Every day sometime after he's had a coffee and bite to eat and perused the news, 83-year-old Peter Wilson heads out to a Calgary nursing home to visit his wife, Jean. The staff all like Pete, who often brings in a box of donuts and tries to make them laugh.
There is no conversation with Jean, however. She might smile and say hello to Pete, but then she drifts away into a vacant place where no one can reach her. She doesn't read, and she can't follow anything nearly as complex as a television show. Pete settles into a comfy chair to read a spy novel.
"You don't have to yell," he says to a nurse shouting at Jean to sit down. "She can hear you. She just doesn't understand what you're saying." Jean is pleasant and cooperative compared to many of the Alzheimer's patients on the ward who have outbursts of confusion or anxiety.

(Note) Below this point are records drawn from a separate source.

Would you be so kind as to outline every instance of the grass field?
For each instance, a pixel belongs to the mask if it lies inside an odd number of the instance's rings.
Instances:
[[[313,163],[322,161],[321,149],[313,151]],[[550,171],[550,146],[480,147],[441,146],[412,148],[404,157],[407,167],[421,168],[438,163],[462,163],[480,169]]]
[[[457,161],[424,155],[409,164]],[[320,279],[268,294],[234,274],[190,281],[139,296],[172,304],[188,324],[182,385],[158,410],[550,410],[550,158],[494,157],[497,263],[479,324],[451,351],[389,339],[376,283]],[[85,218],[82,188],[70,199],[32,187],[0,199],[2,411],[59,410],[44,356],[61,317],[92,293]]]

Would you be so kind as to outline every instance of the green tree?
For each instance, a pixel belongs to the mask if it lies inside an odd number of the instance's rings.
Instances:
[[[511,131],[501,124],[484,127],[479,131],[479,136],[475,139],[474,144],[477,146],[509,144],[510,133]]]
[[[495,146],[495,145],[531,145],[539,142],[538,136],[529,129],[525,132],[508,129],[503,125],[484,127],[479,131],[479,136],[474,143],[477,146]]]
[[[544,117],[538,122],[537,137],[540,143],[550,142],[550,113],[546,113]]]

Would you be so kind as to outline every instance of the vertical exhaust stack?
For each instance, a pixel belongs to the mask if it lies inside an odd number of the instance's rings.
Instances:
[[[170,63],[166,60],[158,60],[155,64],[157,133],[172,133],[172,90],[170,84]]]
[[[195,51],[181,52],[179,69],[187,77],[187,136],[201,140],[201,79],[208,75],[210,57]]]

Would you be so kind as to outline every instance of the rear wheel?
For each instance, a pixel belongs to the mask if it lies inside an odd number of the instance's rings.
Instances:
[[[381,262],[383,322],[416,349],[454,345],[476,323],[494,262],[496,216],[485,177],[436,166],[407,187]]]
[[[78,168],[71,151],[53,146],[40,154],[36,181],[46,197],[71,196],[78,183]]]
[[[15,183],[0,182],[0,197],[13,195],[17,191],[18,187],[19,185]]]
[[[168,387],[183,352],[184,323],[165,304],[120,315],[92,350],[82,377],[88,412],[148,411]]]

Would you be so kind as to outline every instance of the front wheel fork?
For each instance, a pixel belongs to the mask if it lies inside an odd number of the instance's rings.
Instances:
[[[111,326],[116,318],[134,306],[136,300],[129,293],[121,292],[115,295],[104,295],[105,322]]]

They put her headphones on, tuned to classical music, and Jean smiles, waves her hands in the air like a conductor, and is away again.

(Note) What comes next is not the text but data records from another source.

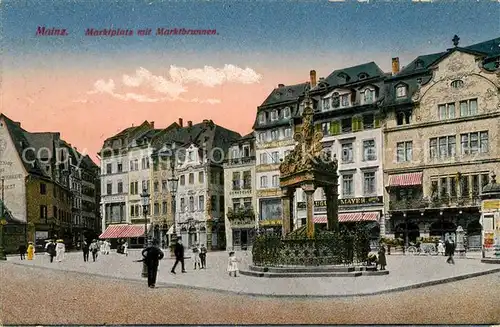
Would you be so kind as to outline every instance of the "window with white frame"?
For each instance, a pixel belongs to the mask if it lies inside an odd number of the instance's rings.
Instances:
[[[397,162],[409,162],[412,160],[413,152],[413,142],[398,142],[396,150],[396,160]]]
[[[354,153],[352,149],[352,143],[342,144],[342,162],[350,163],[354,161]]]
[[[474,132],[460,135],[462,154],[488,153],[488,132]]]
[[[363,92],[363,104],[370,104],[375,101],[375,90],[365,89]]]
[[[349,106],[349,94],[342,94],[340,96],[340,104],[342,105],[342,107]]]
[[[286,156],[288,156],[291,152],[292,150],[285,150],[285,153],[283,154],[283,159],[286,158]]]
[[[330,109],[330,98],[326,98],[326,99],[322,100],[322,107],[323,107],[323,110]]]
[[[266,113],[261,112],[259,113],[259,124],[264,124],[266,122]]]
[[[290,108],[286,107],[285,109],[283,109],[283,118],[288,119],[288,118],[290,118],[290,116],[291,116]]]
[[[330,135],[330,122],[321,123],[321,132],[323,135]]]
[[[456,155],[456,137],[442,136],[429,140],[429,154],[431,159],[450,158]]]
[[[194,152],[188,151],[188,161],[193,161],[193,160],[194,160]]]
[[[272,177],[272,186],[279,187],[280,186],[280,175],[273,175]]]
[[[239,149],[233,149],[232,151],[232,159],[237,159],[240,157],[240,150]]]
[[[189,173],[189,184],[194,184],[194,173]]]
[[[477,115],[477,99],[460,101],[460,117]]]
[[[267,176],[260,176],[260,188],[267,188]]]
[[[278,120],[278,119],[279,119],[278,110],[271,111],[271,120],[274,121],[274,120]]]
[[[279,139],[279,137],[280,137],[279,130],[277,130],[277,129],[273,129],[273,130],[271,131],[271,140],[272,140],[272,141],[277,141],[277,140]]]
[[[180,212],[184,212],[186,209],[186,199],[181,198],[181,204],[180,204]]]
[[[199,211],[205,210],[205,196],[204,195],[198,196],[198,210]]]
[[[342,175],[342,195],[349,197],[354,195],[354,175]]]
[[[290,137],[292,137],[292,128],[286,127],[285,128],[285,138],[290,138]]]
[[[277,164],[280,162],[280,153],[278,151],[273,151],[271,153],[271,163]]]
[[[266,142],[266,132],[259,133],[259,134],[258,134],[258,140],[259,140],[259,142],[261,142],[261,143]]]
[[[375,187],[375,172],[366,172],[363,174],[363,192],[365,195],[373,195],[377,192]]]
[[[194,196],[189,197],[189,211],[194,211]]]
[[[375,149],[375,140],[363,141],[363,160],[377,160],[377,152]]]
[[[464,81],[458,79],[458,80],[451,82],[450,85],[454,89],[459,89],[459,88],[462,88],[464,86]]]
[[[406,94],[407,94],[406,85],[396,86],[396,97],[397,98],[404,98],[404,97],[406,97]]]
[[[261,153],[260,154],[260,164],[261,165],[267,165],[267,153]]]
[[[455,118],[455,103],[440,104],[438,113],[440,120]]]

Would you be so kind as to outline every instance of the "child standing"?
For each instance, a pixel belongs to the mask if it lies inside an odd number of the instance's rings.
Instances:
[[[229,252],[229,261],[227,264],[227,271],[229,272],[229,276],[232,276],[234,272],[234,277],[238,277],[238,258],[234,255],[234,252]]]
[[[193,246],[193,260],[194,260],[194,270],[196,270],[196,266],[201,269],[201,260],[200,260],[200,248],[198,244]]]
[[[108,245],[109,247],[109,245]],[[109,254],[109,251],[108,251],[108,254]],[[125,254],[126,257],[128,257],[128,243],[125,242],[123,243],[123,254]]]

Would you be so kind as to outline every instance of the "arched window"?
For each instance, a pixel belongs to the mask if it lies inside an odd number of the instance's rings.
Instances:
[[[406,85],[400,84],[396,86],[396,97],[397,98],[404,98],[407,95],[407,88]]]
[[[366,73],[359,74],[359,79],[366,79],[366,78],[368,78],[368,75]]]
[[[424,68],[424,62],[422,60],[417,60],[415,62],[415,69],[421,69]]]
[[[194,197],[193,196],[189,197],[189,211],[191,211],[191,212],[194,211]]]
[[[451,82],[451,87],[454,89],[459,89],[464,86],[464,81],[457,79],[456,81]]]

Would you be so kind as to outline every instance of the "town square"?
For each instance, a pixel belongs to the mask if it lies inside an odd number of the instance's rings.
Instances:
[[[372,2],[7,2],[0,323],[499,323],[500,6]]]

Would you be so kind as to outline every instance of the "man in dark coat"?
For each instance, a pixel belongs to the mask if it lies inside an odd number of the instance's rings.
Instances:
[[[53,240],[50,240],[46,246],[47,253],[50,256],[50,262],[54,262],[54,257],[56,256],[56,243]]]
[[[175,263],[172,267],[172,274],[175,274],[175,267],[177,267],[177,264],[179,262],[181,263],[182,272],[185,273],[186,270],[184,269],[184,245],[182,245],[181,239],[178,239],[177,243],[175,244],[174,255]]]
[[[444,243],[444,247],[445,247],[445,252],[448,255],[446,263],[454,265],[455,260],[453,260],[453,255],[455,254],[455,242],[453,242],[453,239],[451,237],[446,240],[446,242]]]
[[[89,261],[89,253],[90,253],[90,245],[86,240],[83,241],[83,243],[82,243],[82,251],[83,251],[83,261],[88,262]]]
[[[24,255],[26,254],[26,251],[28,251],[28,248],[26,247],[25,244],[19,245],[19,255],[21,256],[21,260],[24,260]]]
[[[158,265],[163,259],[163,251],[158,248],[158,242],[153,241],[152,246],[148,246],[142,250],[143,261],[148,267],[148,286],[154,288],[156,284],[156,275],[158,273]]]

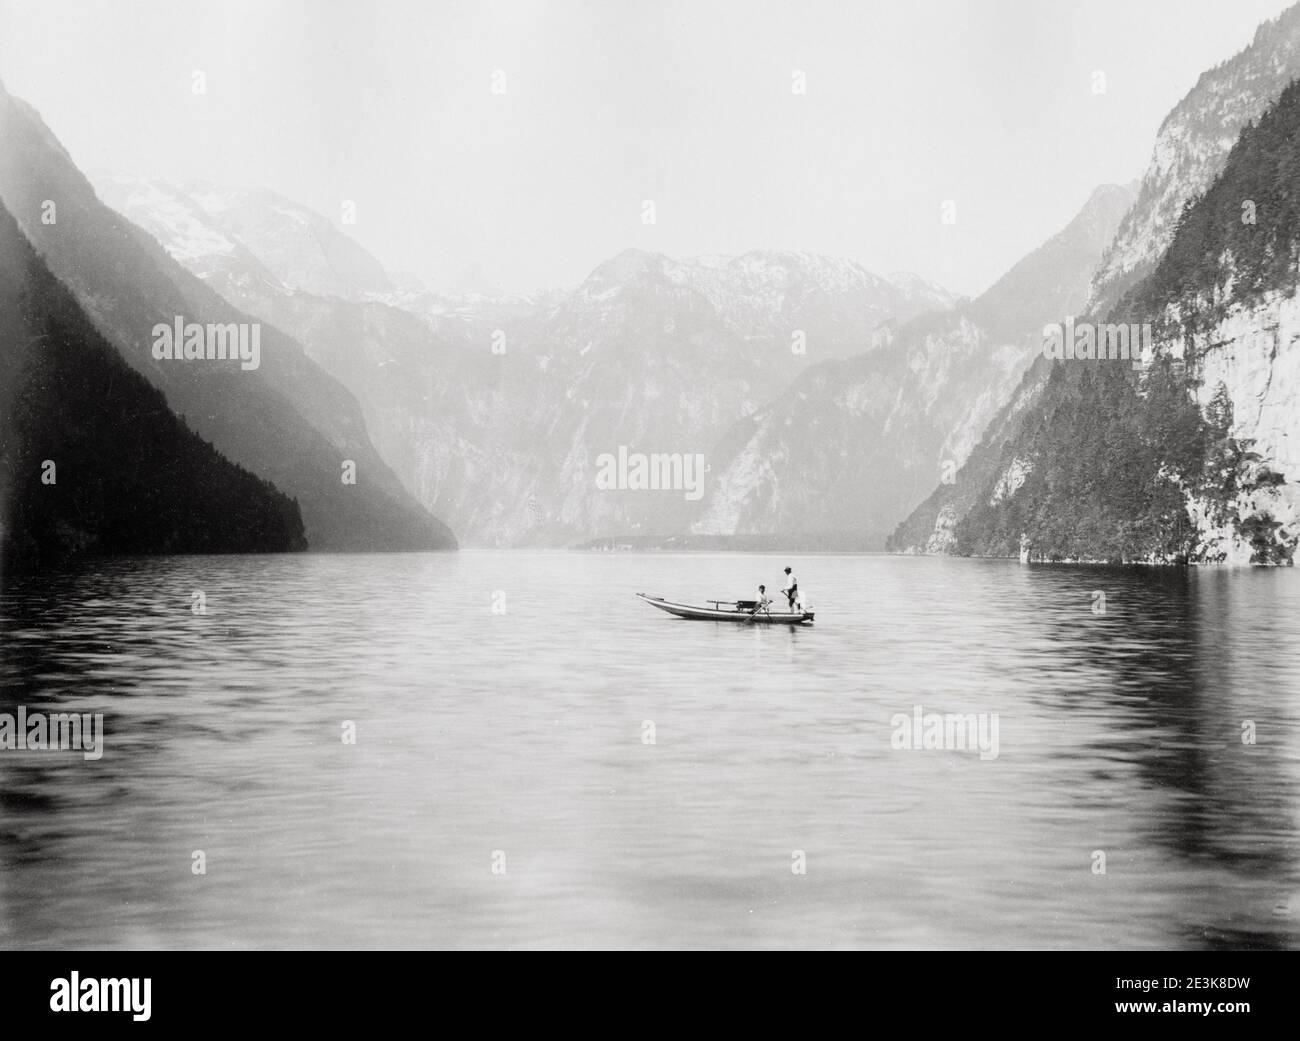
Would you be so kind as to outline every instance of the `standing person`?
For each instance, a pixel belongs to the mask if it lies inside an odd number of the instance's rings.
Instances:
[[[756,617],[758,617],[758,612],[759,612],[759,611],[762,611],[762,612],[764,612],[764,613],[766,614],[766,613],[767,613],[767,605],[770,604],[771,602],[772,602],[772,601],[769,600],[769,599],[768,599],[768,596],[767,596],[767,586],[759,586],[759,587],[758,587],[758,606],[755,607],[754,610],[752,610],[752,611],[749,612],[749,617],[750,617],[750,618],[756,618]]]
[[[796,603],[800,605],[800,610],[802,610],[803,601],[799,596],[799,580],[794,577],[794,573],[789,568],[785,569],[785,585],[781,587],[781,592],[785,594],[786,599],[790,602],[791,611],[795,609]]]

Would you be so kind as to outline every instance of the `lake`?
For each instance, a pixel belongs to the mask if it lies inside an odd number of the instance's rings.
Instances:
[[[750,598],[787,563],[814,626],[633,595]],[[0,711],[105,733],[99,759],[0,751],[0,946],[1293,948],[1298,650],[1292,569],[462,552],[10,578]],[[931,713],[995,720],[996,754],[898,737]]]

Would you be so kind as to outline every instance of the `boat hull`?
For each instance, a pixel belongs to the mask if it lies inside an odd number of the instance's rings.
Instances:
[[[651,607],[658,608],[678,618],[689,618],[697,622],[737,622],[741,625],[812,625],[812,611],[749,611],[736,610],[734,607],[695,607],[692,604],[677,604],[661,596],[646,596],[637,593]]]

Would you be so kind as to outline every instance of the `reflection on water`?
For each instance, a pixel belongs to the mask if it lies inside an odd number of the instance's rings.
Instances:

She's been gone for much of the last 15 of her 88 years.
There are millions of versions of this heartbreaking tale. Alzheimer's is one of the things people fear most about growing old, and statistics justify the concern: if you are an adult today, the odds are one in three that you will have Alzheimer's disease by the time you reach 85. Perhaps if you don't, you will be caring for someone who does.
More than 5.7 million people are living with Alzheimer's disease in the United States, where someone is diagnosed with the disease every 65 seconds.1 At that rate, that population will grow to 16 million by 2050. Globally, an estimated 47 million people live with dementia, and that number is expected to double every 20 years, surging to over 130 million by 2050.2
Although it doesn't kill suddenly, Alzheimer's slowly steals memories, creativity, processing faculties and identity—then it claims lives. It is now the fifth leading cause of death in the US, and in the UK it has just displaced heart attacks and stroke as the leading cause of death among women and the second-leading cause of death among men.3
Drugs make it worse
Besides the chilling numbers, there is deep disappointment in mainstream medicine's approach to the crisis. The gold standard of care at most brain clinics might be an MRI, a few blood tests to rule out other obvious conditions, some advice to watch out while driving and making financial transactions—and perhaps a word about looking into arrangements for long-term care.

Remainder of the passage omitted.